North of Sheppard, the view returns to one of industries: there is even an oil refinery just north of Finch! Although the potential for ridership here is low, GO Transit would still like to build a station at Finch, to connect to the subway on its way to York University. This is assuming, of course, that the subway is ever built.
From Finch, it is a short trip to Snider, where the Newmarket Sub used to cross the York Sub. If you look to the west, you can actually see the eastern yard throat to the MacMillian yard as it branches off to the north, underneath Keele Street. As late as 2002, the Barrie line north of the Snider diamond wasn't protected by signals, meaning that the second southbound train departing Bradford in the morning could not move until the first train radioed CN Control that it had reached Maple station (north of Snider). Nor could the second afternoon train move north of the diamond until the first arrived in Bradford. Fixing this bottleneck became a priority as GO added trains and extended service north to Barrie.

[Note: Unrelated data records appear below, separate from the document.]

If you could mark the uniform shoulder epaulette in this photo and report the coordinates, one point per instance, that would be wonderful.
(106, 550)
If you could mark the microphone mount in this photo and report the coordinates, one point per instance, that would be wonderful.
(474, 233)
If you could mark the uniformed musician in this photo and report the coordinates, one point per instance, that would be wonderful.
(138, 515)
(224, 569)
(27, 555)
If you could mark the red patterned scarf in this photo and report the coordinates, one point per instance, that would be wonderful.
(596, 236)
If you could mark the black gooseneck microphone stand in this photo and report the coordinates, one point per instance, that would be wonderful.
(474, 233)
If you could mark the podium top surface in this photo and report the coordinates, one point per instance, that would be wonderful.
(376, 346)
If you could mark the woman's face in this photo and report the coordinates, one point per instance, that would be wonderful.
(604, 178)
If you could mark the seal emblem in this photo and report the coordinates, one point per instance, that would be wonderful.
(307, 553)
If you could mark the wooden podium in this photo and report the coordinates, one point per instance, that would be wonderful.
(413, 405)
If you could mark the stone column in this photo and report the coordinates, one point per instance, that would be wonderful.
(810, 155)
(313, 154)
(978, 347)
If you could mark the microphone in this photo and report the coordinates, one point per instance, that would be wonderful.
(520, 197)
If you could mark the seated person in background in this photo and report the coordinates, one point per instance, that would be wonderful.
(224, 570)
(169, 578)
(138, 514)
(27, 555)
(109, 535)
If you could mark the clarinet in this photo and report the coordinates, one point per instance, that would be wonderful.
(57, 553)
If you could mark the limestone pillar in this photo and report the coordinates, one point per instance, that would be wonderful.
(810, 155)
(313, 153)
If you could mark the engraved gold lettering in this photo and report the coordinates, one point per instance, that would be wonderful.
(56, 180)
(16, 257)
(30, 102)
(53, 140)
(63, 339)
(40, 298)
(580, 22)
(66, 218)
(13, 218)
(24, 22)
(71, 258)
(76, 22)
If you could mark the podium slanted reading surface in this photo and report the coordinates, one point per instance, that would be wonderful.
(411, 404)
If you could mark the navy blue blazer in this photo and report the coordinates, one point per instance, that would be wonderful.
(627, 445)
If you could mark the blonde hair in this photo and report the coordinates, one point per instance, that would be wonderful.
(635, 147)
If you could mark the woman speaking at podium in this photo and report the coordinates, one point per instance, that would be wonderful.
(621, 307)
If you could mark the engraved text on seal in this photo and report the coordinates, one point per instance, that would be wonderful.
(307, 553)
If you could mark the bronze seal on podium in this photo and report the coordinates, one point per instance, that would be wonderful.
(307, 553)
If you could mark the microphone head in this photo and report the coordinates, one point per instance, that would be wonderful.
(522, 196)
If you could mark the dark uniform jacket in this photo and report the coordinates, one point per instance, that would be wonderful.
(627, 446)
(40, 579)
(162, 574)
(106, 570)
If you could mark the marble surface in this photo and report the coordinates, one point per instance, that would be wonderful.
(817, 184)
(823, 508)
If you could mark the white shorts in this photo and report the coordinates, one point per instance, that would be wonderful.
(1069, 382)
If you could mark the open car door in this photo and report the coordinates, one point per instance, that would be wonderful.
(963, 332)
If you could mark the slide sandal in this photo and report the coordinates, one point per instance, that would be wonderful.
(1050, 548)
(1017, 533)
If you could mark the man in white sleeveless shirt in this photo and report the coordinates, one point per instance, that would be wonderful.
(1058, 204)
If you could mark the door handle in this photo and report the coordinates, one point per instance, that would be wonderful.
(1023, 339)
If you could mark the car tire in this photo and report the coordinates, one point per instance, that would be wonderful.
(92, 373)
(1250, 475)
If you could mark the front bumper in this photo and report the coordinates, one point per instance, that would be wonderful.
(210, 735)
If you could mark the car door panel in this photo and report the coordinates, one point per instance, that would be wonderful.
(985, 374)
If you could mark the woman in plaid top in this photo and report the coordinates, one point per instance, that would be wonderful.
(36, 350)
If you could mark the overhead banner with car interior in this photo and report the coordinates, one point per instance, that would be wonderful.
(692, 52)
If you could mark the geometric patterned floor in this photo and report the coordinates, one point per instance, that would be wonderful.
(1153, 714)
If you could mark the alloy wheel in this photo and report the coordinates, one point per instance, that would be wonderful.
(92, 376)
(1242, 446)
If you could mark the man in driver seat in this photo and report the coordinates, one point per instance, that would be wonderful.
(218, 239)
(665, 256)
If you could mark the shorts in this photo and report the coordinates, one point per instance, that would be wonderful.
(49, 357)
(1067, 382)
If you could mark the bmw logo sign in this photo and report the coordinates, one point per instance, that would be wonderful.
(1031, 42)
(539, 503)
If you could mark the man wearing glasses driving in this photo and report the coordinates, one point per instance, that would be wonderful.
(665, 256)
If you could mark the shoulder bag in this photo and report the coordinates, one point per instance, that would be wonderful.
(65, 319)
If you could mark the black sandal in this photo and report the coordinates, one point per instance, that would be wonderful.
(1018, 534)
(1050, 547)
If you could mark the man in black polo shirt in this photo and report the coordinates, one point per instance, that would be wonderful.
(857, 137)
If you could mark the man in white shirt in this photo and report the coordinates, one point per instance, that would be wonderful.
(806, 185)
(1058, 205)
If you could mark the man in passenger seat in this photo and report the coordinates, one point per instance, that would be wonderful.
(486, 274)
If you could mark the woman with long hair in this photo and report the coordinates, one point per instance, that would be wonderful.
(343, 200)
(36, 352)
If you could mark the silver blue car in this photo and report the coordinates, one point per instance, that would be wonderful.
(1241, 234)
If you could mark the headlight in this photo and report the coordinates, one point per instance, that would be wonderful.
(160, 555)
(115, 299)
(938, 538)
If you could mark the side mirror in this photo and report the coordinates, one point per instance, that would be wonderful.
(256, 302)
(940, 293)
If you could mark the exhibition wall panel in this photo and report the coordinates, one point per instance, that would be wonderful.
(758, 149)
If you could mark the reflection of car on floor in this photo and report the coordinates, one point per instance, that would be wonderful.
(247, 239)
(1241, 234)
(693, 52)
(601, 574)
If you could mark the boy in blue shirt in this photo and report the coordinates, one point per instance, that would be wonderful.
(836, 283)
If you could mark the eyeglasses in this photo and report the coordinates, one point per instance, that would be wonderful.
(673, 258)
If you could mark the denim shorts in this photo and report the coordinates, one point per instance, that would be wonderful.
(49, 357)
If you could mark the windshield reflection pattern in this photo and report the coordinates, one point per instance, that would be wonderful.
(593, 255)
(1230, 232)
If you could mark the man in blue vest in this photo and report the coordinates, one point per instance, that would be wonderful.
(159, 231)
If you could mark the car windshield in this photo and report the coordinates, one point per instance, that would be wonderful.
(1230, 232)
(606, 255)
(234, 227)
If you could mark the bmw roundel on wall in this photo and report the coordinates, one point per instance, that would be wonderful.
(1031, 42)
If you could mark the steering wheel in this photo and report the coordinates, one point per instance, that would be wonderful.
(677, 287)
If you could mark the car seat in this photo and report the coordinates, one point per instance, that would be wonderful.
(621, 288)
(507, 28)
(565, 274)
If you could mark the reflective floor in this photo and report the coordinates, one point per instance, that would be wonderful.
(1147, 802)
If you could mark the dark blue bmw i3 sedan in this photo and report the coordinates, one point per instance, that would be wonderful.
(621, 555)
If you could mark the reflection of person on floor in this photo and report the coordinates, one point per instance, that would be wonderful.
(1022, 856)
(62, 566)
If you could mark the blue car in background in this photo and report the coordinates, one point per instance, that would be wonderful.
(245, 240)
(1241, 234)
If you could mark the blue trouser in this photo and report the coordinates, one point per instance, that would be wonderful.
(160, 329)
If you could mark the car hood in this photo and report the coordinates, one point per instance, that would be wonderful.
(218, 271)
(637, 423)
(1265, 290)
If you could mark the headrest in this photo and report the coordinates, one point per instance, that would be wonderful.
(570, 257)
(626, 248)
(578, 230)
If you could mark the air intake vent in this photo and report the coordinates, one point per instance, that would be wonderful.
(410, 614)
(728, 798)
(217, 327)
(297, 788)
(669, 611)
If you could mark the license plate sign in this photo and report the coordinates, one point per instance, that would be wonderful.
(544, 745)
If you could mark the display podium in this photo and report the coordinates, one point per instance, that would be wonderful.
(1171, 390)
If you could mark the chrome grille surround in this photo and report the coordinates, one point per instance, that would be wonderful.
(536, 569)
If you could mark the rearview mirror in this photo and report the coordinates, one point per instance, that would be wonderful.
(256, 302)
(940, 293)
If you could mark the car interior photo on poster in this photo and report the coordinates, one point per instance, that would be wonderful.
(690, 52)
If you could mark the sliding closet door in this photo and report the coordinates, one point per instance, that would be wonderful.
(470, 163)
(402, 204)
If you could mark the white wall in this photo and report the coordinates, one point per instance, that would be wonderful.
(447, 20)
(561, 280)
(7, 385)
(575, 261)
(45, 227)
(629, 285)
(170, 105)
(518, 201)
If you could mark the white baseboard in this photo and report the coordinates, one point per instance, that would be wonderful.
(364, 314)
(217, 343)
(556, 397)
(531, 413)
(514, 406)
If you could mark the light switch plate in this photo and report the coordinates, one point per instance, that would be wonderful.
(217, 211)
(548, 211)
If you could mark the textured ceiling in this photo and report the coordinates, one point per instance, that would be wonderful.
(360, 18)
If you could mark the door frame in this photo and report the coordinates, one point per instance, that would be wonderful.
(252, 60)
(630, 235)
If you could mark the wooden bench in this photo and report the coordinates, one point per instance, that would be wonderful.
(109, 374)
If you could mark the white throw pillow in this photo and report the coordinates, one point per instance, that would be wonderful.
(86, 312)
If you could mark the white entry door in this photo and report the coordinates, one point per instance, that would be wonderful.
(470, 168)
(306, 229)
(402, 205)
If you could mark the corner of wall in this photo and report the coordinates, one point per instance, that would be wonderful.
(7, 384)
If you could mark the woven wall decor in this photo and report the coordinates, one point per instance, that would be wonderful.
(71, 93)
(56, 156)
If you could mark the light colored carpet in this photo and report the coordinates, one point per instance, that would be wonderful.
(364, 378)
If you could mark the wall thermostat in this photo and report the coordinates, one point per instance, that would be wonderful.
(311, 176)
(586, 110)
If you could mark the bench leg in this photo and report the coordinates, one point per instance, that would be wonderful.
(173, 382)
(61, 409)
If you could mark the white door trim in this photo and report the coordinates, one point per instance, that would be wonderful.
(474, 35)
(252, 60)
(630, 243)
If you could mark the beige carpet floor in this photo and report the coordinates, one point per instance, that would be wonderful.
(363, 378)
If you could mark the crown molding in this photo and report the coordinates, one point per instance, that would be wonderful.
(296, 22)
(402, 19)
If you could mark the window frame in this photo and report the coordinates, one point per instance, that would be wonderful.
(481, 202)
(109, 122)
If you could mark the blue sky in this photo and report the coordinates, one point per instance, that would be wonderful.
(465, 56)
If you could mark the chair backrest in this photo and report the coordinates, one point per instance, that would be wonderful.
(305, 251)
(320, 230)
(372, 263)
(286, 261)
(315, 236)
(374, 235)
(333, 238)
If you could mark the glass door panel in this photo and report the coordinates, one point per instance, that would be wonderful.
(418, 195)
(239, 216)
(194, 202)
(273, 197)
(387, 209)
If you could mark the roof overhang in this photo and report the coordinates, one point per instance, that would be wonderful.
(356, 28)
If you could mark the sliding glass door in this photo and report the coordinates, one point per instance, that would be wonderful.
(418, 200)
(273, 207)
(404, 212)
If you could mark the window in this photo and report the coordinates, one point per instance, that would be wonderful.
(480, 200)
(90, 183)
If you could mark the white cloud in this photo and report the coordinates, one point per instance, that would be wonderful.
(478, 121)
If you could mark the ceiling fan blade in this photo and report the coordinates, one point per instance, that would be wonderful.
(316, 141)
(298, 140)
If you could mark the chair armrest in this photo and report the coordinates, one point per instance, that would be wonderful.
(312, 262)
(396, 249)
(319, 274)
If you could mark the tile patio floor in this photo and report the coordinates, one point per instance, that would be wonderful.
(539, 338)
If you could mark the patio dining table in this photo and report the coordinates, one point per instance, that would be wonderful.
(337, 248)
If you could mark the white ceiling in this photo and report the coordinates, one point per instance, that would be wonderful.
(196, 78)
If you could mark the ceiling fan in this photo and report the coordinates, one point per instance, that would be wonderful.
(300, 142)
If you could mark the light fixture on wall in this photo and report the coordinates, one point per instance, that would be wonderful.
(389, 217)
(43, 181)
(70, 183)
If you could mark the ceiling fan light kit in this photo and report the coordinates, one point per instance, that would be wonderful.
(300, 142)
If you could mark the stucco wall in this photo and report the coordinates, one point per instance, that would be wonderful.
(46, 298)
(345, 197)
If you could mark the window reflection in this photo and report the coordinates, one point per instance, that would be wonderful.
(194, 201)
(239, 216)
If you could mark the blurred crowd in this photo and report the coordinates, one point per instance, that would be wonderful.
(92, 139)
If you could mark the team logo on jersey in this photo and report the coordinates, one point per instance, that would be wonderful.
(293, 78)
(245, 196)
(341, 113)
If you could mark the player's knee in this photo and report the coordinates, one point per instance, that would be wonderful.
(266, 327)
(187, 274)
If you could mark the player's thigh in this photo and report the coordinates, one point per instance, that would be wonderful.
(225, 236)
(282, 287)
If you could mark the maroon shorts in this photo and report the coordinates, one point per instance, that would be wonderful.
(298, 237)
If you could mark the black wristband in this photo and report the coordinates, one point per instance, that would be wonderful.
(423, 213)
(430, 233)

In 2011, the Ontario government announced that GO's Barrie trains were carrying as many as 11,000 passengers per weekday, up from 8,700 in 2007. With Metrolinx owning the tracks north of CN's York subdivision, the future of this service is assured, and more trains are likely as passenger loads increase. Plans are underway to add a second track to the line, which could enable all-day two-way service between Toronto and Barrie by 2020. Additional stations are possible as well, including one near Sheppard Avenue, connecting the line to the TTC's new station at Downsview Park as part of the TTC's subway extension to York University. This station, which could open concurrent with the subway extension, would likely replace GO's York University station, further north.
Another station is possible where the line crosses Highway 7 near the community of Concord, in Vaughan. This station would provide a connection to York Region's VIVA bus rapid transit service, not far from Vaughan's planned downtown core.
Further extensions north are unlikely, as the tracks between Barrie and Orillia no longer exist. There have been proposals to extend the service to Collingwood, but the rail connections have to be upgraded for this to happen.
Even so, the arrival of GO Trains at Barrie has signalled a significant increase in the importance of what had, ten years ago, been one of GO's lesser used corridors. With five trains per weekday and summer weekend service, GO's Barrie line is rivalling the Milton line in importance and use, and it may be that it will be the first to receive all-day two-way service after the Lakeshore line.